Невилл посмотрел на цепочку грязных следов, оставленную ее ногами, и вспомнил, что она по-прежнему ходит босиком — безнадежно испорченные туфли Лестрейндж еще там, у леса, выбросила в грязь. Он поймал себя на мысли, что она может занозить ноги или простыть, и сам удивился тому, что ему есть до этого дело, как и до спасения ее погрязшей во тьме души. До сих пор было непонятно, можно ли в этом месте заболеть, но чувство холода определенно было, Невилла трясло, он понимал, что продрог и хочет согреться, а потому склонен был полагать, что и Лестрейндж замерзла. Как бы то ни было, она теперь зависела от него, а значит, стоило ее разыскать, успокоить и попытаться как-то согреть.

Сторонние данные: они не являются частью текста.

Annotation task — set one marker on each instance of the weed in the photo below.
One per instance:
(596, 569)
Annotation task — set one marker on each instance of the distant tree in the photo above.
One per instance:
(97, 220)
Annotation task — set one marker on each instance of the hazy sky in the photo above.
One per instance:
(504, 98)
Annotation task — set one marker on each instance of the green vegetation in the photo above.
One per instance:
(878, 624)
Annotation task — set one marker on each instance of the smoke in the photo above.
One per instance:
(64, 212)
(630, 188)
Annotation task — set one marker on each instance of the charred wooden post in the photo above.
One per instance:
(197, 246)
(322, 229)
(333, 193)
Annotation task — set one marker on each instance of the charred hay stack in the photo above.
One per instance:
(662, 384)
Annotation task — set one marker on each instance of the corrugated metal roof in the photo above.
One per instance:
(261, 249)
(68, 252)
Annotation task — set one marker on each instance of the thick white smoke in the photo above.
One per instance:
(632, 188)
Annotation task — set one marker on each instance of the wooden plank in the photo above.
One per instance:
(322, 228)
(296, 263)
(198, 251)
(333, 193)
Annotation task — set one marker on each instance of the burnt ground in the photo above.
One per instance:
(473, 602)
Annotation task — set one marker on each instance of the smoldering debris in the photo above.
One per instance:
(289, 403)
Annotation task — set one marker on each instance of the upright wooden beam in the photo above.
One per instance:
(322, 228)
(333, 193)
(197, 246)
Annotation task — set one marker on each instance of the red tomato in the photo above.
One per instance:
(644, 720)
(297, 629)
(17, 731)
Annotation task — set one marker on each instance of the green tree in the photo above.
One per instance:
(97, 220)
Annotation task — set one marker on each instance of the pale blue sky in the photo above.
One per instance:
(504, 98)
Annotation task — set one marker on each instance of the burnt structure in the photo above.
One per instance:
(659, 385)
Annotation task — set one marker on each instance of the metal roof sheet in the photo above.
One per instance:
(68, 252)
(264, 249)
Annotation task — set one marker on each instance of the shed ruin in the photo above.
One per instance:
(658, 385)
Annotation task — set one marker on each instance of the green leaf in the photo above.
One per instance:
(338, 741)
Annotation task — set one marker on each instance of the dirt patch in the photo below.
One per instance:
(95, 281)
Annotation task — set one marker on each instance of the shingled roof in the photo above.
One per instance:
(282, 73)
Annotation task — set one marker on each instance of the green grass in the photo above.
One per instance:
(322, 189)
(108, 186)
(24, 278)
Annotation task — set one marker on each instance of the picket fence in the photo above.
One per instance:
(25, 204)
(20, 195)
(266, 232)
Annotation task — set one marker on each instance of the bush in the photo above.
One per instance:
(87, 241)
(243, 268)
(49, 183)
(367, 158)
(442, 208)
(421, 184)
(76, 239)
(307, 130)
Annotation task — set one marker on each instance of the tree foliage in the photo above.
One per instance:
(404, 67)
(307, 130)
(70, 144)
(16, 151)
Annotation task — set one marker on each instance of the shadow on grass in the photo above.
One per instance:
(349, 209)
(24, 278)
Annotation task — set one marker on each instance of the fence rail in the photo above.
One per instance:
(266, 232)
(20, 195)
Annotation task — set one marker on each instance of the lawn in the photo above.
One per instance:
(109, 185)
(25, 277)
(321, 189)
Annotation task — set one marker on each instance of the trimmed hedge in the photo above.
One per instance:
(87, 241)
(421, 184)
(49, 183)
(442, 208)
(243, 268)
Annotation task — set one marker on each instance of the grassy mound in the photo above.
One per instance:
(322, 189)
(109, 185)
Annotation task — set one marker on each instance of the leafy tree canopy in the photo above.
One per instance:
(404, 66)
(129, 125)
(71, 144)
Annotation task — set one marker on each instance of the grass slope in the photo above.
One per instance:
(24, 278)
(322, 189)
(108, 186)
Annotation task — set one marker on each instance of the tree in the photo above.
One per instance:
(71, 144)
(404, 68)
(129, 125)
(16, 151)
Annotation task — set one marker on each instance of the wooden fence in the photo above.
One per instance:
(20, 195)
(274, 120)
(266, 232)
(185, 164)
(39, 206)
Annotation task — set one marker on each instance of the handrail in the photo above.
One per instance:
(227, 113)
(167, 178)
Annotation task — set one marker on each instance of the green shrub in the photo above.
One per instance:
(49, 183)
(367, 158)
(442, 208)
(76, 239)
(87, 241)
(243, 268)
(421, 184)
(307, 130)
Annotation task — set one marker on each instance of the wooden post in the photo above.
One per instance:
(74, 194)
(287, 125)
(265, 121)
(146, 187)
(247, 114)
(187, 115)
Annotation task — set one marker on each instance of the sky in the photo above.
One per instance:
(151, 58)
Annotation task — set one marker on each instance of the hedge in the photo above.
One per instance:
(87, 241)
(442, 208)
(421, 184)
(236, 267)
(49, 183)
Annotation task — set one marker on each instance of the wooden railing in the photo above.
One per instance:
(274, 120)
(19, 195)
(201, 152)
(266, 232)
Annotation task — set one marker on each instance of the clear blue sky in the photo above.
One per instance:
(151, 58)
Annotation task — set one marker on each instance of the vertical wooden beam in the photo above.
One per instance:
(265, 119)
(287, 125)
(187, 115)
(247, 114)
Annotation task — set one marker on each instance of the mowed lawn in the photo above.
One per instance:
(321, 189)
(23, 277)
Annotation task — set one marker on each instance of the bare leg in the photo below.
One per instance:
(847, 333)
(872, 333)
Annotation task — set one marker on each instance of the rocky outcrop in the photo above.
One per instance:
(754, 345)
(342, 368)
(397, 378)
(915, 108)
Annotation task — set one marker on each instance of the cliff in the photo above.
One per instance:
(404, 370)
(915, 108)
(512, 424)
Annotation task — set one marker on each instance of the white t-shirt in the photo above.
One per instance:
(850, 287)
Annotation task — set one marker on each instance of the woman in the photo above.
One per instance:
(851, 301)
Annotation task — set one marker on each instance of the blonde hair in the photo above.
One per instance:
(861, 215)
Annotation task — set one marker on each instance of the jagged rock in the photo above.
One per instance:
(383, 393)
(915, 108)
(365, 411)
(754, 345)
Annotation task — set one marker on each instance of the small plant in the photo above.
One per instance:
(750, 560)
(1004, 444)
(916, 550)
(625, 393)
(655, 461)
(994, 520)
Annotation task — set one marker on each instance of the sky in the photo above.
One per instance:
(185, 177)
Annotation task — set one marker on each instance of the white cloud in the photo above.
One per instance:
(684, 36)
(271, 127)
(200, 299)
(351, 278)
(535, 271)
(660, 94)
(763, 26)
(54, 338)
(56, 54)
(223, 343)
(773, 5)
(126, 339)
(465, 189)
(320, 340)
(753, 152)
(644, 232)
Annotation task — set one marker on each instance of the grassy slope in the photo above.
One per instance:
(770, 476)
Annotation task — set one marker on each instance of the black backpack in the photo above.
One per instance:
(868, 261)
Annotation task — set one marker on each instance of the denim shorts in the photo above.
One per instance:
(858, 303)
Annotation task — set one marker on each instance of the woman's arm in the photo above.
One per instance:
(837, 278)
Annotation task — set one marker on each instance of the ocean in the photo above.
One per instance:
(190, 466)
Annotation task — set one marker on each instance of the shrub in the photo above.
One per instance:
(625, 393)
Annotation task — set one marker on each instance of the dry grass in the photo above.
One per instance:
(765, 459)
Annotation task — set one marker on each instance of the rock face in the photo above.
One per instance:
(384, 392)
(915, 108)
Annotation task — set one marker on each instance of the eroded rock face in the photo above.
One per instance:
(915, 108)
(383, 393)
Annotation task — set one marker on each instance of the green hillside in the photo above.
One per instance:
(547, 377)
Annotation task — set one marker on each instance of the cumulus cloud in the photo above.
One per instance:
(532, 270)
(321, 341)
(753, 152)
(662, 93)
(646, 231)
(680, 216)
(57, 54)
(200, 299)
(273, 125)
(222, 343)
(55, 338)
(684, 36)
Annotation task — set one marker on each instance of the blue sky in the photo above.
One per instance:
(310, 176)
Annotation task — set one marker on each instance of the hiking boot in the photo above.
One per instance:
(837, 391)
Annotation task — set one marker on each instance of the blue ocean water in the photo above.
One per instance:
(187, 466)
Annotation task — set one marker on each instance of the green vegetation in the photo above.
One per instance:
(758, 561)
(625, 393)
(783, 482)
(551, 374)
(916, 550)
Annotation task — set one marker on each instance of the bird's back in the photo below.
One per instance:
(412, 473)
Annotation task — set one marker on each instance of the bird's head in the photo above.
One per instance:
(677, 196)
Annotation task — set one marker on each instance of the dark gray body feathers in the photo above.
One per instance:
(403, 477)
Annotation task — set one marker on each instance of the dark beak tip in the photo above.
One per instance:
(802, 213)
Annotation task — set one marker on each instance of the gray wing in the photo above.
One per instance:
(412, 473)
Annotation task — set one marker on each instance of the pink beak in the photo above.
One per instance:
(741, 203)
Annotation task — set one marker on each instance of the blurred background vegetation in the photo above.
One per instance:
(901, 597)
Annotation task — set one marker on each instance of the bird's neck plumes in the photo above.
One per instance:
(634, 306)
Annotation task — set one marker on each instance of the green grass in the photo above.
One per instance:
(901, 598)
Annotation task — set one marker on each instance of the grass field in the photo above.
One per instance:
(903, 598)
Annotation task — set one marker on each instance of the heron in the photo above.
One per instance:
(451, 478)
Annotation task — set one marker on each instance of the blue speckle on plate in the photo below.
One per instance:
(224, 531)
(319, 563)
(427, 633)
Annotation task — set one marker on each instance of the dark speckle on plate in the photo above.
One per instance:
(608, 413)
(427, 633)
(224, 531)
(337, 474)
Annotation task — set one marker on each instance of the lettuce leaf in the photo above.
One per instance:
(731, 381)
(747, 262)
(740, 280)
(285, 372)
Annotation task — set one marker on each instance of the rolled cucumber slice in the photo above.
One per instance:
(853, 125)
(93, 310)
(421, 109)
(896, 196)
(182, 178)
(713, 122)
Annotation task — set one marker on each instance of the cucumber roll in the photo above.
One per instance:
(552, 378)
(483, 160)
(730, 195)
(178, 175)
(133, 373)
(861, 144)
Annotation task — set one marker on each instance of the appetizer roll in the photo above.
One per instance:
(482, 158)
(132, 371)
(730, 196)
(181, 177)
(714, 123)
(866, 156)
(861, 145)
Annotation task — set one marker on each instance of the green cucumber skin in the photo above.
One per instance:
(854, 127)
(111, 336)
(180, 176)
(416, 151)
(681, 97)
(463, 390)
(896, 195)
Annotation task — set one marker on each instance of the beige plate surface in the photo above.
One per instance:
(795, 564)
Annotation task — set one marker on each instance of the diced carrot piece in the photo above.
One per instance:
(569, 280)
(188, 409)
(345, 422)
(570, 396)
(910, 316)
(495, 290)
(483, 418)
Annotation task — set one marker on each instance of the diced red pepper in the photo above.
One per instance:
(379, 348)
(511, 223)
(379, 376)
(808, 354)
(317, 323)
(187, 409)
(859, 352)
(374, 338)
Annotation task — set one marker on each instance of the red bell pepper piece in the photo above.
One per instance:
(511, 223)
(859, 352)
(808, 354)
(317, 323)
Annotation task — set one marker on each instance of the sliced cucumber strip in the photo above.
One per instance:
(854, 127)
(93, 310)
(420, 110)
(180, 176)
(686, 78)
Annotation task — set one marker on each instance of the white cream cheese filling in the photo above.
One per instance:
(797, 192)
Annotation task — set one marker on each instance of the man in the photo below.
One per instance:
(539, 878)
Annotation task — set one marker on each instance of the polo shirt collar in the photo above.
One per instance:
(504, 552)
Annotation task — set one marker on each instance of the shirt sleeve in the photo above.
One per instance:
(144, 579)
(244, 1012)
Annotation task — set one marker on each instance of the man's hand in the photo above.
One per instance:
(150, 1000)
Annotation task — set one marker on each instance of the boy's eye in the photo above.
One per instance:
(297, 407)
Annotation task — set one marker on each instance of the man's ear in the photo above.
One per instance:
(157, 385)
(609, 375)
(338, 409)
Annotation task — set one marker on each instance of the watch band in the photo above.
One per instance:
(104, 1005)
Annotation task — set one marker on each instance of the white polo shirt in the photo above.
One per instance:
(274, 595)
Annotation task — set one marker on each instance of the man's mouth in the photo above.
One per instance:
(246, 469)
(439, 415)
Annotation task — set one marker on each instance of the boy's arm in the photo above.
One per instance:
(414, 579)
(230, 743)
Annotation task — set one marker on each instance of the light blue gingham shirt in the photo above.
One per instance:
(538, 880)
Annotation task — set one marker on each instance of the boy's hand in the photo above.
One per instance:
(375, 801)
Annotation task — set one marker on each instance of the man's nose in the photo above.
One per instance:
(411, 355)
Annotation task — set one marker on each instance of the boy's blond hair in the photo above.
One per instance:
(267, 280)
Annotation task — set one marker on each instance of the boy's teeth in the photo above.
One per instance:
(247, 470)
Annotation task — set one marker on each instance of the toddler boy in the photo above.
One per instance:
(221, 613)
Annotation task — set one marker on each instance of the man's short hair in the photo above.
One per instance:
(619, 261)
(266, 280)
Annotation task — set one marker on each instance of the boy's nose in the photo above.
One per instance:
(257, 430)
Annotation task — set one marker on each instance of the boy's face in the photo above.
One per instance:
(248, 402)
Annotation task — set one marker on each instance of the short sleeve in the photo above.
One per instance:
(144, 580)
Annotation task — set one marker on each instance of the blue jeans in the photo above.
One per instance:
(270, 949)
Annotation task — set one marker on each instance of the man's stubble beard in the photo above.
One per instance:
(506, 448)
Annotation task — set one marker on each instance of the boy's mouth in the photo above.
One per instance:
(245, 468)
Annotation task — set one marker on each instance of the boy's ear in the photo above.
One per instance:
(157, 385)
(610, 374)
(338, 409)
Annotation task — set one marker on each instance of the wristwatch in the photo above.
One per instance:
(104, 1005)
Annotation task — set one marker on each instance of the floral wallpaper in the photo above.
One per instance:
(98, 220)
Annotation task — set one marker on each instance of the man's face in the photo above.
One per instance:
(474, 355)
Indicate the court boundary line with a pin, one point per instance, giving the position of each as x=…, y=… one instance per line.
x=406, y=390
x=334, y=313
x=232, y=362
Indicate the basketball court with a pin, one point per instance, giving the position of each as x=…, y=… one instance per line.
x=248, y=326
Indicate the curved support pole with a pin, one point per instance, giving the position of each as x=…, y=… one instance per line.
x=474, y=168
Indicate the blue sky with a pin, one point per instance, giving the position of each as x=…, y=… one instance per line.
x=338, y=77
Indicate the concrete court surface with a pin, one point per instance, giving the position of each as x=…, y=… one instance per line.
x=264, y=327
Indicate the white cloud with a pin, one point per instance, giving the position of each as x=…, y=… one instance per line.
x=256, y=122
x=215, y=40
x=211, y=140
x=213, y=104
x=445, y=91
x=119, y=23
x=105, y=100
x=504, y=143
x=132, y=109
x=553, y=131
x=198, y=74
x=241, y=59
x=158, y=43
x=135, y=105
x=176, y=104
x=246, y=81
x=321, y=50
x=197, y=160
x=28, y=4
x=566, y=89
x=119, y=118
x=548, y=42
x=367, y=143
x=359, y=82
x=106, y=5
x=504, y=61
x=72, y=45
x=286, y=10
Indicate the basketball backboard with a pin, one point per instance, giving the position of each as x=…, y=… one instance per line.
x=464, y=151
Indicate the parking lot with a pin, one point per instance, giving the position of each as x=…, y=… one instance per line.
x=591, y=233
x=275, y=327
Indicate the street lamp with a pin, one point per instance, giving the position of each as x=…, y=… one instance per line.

Лестрейндж нашлась в коридоре. Она стояла у одной из дверей, колотила в нее руками и плакала навзрыд, как маленькая девочка. От этих звуков у Невилла сжалось сердце.

— Успокойся, — он подошел к ней осторожно, боясь, как бы истерика не стала сильнее, и тронул за плечо. — Успокойся, пойдем в комнату.

— Я как раз это и хочу сделать, — хрипло проговорила она, выплевывая слова по одному. — Уйти в комнату. Я хочу другую комнату.

Лестрейндж дернула ручку двери и взвизгнула. Раздалось шипение и треск, и ее отбросило к противоположной стене. Кожа руки пошла волдырями, как от ожога, и Лестрейндж недоуменно уставилась на нее, обиженно всхлипывая.

— Пойдем, — повторил Невилл, поднял ее с пола и обхватил одной рукой за талию. — Пойдем, попробуешь согреться.

Она была худой, даже иссушенной, словно скелет обтянули кожей и вдохнули в него жизнь. А еще Лестрейндж замерзла и сейчас, придерживая ее, Невилл ощущал, что ее бьет сильный озноб.